News & Insights


The structural and secular case for investment in workforce housing

The United States’ residential sector is chronically underserved; since 2017, the nation has been experiencing a large and growing shortage of housing. In 2017, this shortage was an estimated 731,000 housing units, but as of 2020 has now grown to between 3.8 – 6.8 million units, according to Kingbird Analysis of Federal Reserve Board of St. Louis, US Census Bureau, ACS IPUMS, and CoStar Data, along with Freddie Mac Housing Supply: A Growing Deficit May 2021 and National Association of Realtors Housing is Critical Infrastructure: Social and Economic Benefits of Building More Housing June 2021. The lack of supply relative to demand in the US residential sector, specifically within the workforce housing segment, has created an ideal, fundamentals driven environment for investing in workforce housing.


The undersupply of housing is particularly acute in the workforce housing sector

Among the groups most negatively affected by the housing gap is workforce households, those earning between $45,000 and $75,000 per year in household income. These households make up the largest group of renters, at 9.7 million, or 23.6% of total renter households, according to Kingbird Analysis of 2021 1-Year ACS PUMS Data. Despite this, the supply of housing affordable to this cohort is inadequate to their growing need.

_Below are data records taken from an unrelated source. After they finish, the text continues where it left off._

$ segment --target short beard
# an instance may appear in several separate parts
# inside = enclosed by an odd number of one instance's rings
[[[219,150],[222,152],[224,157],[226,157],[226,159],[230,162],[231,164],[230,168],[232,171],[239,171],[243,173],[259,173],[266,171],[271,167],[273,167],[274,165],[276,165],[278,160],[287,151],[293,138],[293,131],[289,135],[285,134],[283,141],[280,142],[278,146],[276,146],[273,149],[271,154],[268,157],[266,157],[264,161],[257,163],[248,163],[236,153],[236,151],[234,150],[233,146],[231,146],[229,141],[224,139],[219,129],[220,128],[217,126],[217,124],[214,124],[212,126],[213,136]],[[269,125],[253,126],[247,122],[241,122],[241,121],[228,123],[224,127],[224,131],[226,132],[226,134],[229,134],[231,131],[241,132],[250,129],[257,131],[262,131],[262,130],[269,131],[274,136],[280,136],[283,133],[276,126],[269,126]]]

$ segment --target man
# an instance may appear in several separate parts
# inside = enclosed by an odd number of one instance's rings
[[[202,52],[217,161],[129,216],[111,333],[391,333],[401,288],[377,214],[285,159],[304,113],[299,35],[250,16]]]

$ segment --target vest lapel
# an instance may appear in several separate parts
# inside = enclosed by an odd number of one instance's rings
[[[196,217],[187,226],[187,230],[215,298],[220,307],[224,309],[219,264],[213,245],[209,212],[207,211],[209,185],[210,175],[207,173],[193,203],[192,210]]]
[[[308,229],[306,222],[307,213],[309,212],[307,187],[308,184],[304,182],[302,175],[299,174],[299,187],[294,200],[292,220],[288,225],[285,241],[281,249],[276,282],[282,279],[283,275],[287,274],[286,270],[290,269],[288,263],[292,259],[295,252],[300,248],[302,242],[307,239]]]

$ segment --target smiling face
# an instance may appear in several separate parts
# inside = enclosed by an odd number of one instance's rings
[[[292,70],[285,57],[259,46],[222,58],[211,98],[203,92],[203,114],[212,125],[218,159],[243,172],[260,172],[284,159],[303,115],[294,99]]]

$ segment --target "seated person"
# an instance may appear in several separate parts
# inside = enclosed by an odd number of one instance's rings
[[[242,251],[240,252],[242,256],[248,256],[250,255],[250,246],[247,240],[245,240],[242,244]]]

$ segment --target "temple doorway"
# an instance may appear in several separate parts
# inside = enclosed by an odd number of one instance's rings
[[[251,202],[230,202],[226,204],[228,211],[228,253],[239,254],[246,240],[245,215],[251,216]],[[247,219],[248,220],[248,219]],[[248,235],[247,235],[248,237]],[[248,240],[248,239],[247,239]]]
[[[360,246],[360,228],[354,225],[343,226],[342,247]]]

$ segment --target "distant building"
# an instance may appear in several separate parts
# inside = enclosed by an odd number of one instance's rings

The construction labor shortage and slow productivity growth are so acute it is preventing construction at some points

Residential construction employment has yet to recover from the Global Financial Crisis. Employment in the sector peaked at 1 million workers in 2006, then troughed at 528,000 in 2011. Only 921,700 were employed in the industry as of August 2022 – a similar employment level to July 2004, according to Kingbird Analysis of Federal Reserve Bank of St. Louis Data. As a result, an estimated 70% of construction firms have difficulty finding qualified employees, per Exhibit 11.


Construction costs outpace inflation, undermining housing supply

Pricing and demand have an inverse relationship, all else being equal; as costs rise, demand falls. This has been especially true in the construction sector. Since 2017, costs associated with building new housing rose faster than general inflation, as shown in Exhibit 9. These dynamics limit the ability of developers to construct moderately priced product. Increased costs can also halt new construction altogether, on occasion, as projects become unprofitable to continue.


The unintended consequences of pervasive zoning, land use, and environmental regulations in perpetuating the housing shortage

Increasingly stringent local zoning, land use, and environmental laws and regulations are arguably the most significant headwinds adversely impacting housing production. State and local regulations impose significant risk elements and unproductive costs and serve to limit not only where new housing can be developed, but also constrain the asset class, product type, density, material, and style of new developments.


The chronic housing shortage: Understanding the structural market drivers of the undersupply

New housing supply (i.e., net housing deliveries) is the completion of new housing units, less demolished and newly uninhabitable units. A housing unit is any form of housing accommodation, such as an apartment, townhome, single-family home, condominium, or mobile home. Housing supply has two sources: 1) private construction, or non-governmental enterprises, which makes up 98.5% of new construction spending; and 2) public construction, or government funded construction, which is just 1.5% of construction spending. This White Paper will focus on private construction due to its prevalence as the primary source of new supply.